Ici sont implémentées des méthodes PAS factices uniquement pour USART2, car je l'utilise pour communiquer avec esp8266. En conséquence, le remplissage peut être quelconque, il peut également être mis en œuvre à l'aide de pointeurs vers des fonctions qui prennent leur valeur en fonction de la puce actuelle.

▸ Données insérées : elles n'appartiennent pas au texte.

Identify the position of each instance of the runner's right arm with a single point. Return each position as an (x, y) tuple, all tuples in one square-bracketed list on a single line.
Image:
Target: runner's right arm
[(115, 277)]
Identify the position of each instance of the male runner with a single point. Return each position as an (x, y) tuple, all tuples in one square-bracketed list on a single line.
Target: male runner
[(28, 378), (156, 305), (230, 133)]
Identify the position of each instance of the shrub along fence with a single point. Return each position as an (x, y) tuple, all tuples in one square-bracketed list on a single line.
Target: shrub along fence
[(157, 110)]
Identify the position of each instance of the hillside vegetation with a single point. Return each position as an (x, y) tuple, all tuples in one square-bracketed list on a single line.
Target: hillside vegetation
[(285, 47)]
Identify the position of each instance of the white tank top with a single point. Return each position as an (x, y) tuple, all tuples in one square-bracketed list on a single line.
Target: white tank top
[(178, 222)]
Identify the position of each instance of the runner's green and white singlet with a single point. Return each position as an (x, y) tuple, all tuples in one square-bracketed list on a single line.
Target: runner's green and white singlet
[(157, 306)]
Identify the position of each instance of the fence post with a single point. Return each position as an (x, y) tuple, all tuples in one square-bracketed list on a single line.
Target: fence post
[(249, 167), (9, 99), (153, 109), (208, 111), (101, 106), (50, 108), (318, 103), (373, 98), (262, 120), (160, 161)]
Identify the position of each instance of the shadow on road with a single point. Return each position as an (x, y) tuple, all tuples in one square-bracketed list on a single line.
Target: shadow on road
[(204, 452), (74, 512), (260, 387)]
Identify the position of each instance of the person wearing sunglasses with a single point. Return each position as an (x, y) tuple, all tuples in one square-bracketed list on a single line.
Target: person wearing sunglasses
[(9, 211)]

Maintenant, je propose d'aller au niveau de l'APP et de voir pourquoi tout cela était nécessaire.



APP_ESP8266



Je définis la classe de base pour l'ESP8266 selon le modèle "singleton". J'y définis un pointeur vers la classe USART * de base .



class ESP8266
{
private:
  ESP8266(){}
  ESP8266(const ESP8266& root) = delete;
  ESP8266& operator=(const ESP8266&) = delete;
  
  /*!<---------USART settings for ESP8266------->!*/
  static constexpr auto USART_BAUDRATE = ESP8266_USART_BAUDRATE;
  static constexpr USART_NUMBER ESP8266_USART_NUMBER = USART_NUMBER::_2;
  USART* usart;
  
  static constexpr uint8_t LAST_COMMAND_SIZE = 32;
  char last_command[LAST_COMMAND_SIZE] = {0};
  bool send(uint8_t const *buf, const uint16_t len = 0);
  
  static constexpr uint8_t ANSWER_BUF_SIZE = 32;
  uint8_t answer_buf[ANSWER_BUF_SIZE] = {0};
  
  bool receive(uint8_t* buf);
  bool waiting_answer(bool (ESP8266::*scan_line)(uint8_t *));
  
  bool scan_ok(uint8_t * buf);
  bool if_str_start_with(const char* str, uint8_t *buf);
public:  
  bool init(void);
  
  static ESP8266& Instance()
  {
    static ESP8266 esp8266;
    return esp8266;
  }
};

      
      





Il existe également une variable constexpr qui stocke le numéro de l'USART utilisé. Maintenant, pour changer le numéro USART, il suffit de changer sa valeur! La liaison a lieu dans la fonction d'initialisation:



bool ESP8266::init(void)
{
  bool res = false;
  
  usart = USART::create_USART(ESP8266_USART_NUMBER);
  usart->init(USART_BAUDRATE);
  
  const uint8_t* init_commands[] = 
  {
    "AT",
    "ATE0",
    "AT+CWMODE=2",
    "AT+CIPMUX=0",
    "AT+CWSAP=\"Tortoise_assistant\",\"00000000\",5,0",
    "AT+CIPMUX=1",
    "AT+CIPSERVER=1,8888"
  };
  
  for(const auto &command: init_commands)
  {
    this->send(command);
    while(this->waiting_answer(&ESP8266::scan_ok)) continue;
  }  
  
  return res;
}

      
      





Ligne usart = USART :: create_USART (ESP8266_USART_NUMBER); associe notre couche applicative à un module USART spécifique.



Au lieu de conclusions, j'exprime simplement l'espoir que le matériel sera utile à quelqu'un. Merci d'avoir lu!